Liberal candidate Andrew Hastie has comfortably won the Canning by-election in Western Australia.
With more than 61 per cent of ballot papers counted late on Saturday night, the former SAS captain had achieved more than 55 per cent of votes on a two-candidate preferred basis.
That represents about a six per cent swing towards Labor.
Liberal MP Don Randall, whose sudden death triggered the by-election, had a near 12 per cent margin. Usually when a sitting MP dies, there’s a swing of about 2.5 per cent away from the incumbent.
Foreign Minister Julie Bishop said it was a most impressive outcome and emphasised Mr Hastie’s military background, saying he not only fought for his beliefs, he had been prepared to die for them.
“I predict that Andrew Hastie will have a long and successful career,” Ms Bishop said.
In his victory speech, Mr Hastie described himself as “an apprentice to politics” who had taken to heart the big shoes he had to fill in replacing Mr Randall.
In saying he’d stand up for his constituent’s interests in the federal parliament, he drew laughter when he pointed out London was closer to Moscow than Perth was to Canberra.
He dismissed the significance of Monday’s dramatic federal leadership spill to the by-election.
“This campaign was always about the people of Canning and their concerns,” he said.
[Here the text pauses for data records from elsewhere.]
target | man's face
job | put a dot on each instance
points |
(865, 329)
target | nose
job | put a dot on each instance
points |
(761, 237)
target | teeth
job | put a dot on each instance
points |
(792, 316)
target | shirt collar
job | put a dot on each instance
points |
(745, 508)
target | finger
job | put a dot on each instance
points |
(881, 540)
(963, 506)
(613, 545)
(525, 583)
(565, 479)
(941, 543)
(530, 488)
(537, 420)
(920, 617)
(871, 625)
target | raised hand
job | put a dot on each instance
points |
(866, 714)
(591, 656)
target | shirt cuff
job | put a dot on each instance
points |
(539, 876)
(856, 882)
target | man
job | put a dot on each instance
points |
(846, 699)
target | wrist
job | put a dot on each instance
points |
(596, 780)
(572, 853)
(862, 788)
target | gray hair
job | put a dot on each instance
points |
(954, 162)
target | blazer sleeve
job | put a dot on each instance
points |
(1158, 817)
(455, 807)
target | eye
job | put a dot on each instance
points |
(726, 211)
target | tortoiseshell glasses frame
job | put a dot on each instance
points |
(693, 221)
“It is quite clear the people of Canning don’t care about Canberra politics or tricky games.”
The by-election was initially considered a referendum on Tony Abbott’s leadership but then touted as a measure of Malcolm Turnbull’s appeal as prime minister.
“The truth is, we will never know what the result would have been if there hadn’t been a change,” Finance Minister Mathias Cormann told Sky news.
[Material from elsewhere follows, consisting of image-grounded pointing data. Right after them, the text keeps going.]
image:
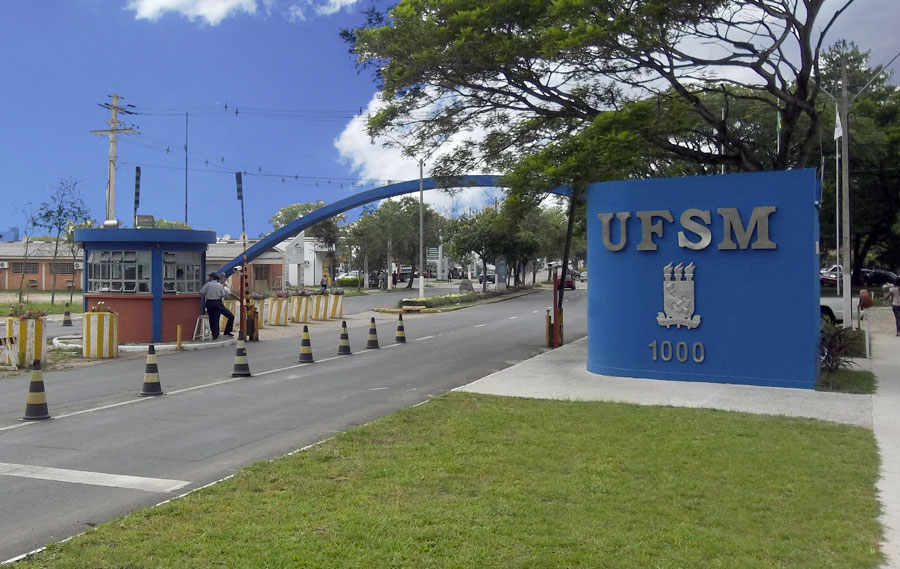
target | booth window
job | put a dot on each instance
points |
(181, 271)
(123, 272)
(25, 268)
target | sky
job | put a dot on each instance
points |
(266, 87)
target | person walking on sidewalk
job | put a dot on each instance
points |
(213, 293)
(894, 294)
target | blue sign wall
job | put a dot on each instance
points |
(705, 278)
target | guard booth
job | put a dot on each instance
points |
(150, 277)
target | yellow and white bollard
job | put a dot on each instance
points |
(278, 312)
(337, 306)
(100, 331)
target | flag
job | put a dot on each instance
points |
(838, 130)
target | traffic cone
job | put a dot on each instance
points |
(344, 342)
(372, 342)
(305, 347)
(400, 338)
(36, 403)
(151, 375)
(241, 366)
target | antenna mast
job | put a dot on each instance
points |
(116, 127)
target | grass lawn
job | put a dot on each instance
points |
(470, 481)
(847, 381)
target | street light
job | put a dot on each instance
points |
(421, 161)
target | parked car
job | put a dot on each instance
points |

“The change, by all accounts, has been well received in the community.”
Mr Hastie, a Wangaratta-born father of one who spent much of his youth travelling around his dad’s parish, made several references in his speech to his religious beliefs, accidentally referring to Liberal MP David Johnston as a “patron saint” rather than a senator.
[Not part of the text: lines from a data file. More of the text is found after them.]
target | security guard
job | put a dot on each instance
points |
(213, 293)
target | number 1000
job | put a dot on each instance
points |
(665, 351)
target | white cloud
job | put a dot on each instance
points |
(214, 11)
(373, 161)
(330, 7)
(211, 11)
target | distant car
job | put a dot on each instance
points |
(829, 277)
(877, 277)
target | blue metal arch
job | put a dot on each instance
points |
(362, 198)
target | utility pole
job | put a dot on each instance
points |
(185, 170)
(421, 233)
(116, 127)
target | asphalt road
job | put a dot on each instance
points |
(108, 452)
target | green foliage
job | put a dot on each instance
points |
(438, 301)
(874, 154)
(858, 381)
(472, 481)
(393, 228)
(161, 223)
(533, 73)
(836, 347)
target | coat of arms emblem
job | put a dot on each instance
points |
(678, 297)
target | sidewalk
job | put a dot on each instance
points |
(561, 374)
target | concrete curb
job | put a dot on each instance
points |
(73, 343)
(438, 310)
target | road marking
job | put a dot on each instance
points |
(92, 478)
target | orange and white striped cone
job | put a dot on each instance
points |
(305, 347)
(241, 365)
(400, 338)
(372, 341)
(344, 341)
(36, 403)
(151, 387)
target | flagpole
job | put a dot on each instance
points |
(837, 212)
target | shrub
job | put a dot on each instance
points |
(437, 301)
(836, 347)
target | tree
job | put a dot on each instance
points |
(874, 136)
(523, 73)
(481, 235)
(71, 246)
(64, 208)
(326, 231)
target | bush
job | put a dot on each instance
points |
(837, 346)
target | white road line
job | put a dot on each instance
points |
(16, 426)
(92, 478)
Mr Hastie thanked a long list of people including Mr Abbott and his successor Mr Turnbull, who he said walked around in public speaking to people so energetically that he’d make hard work for his security detail.
In his concession speech, Labor candidate Matt Keogh said it was a great achievement that some voters in the by-election had voted ALP for the first time and there had been some “massive swings” across the electorate.
“I’ve been out there fighting for my local patch in this election campaign,” he said.
“We have fought a noble fight.
“We may have lost the battle of Canning but we did win the first war – we did get rid of Tony Abbott.”
Mr Keogh received strong applause for that comment and also when he said he would continue his political fight into the future.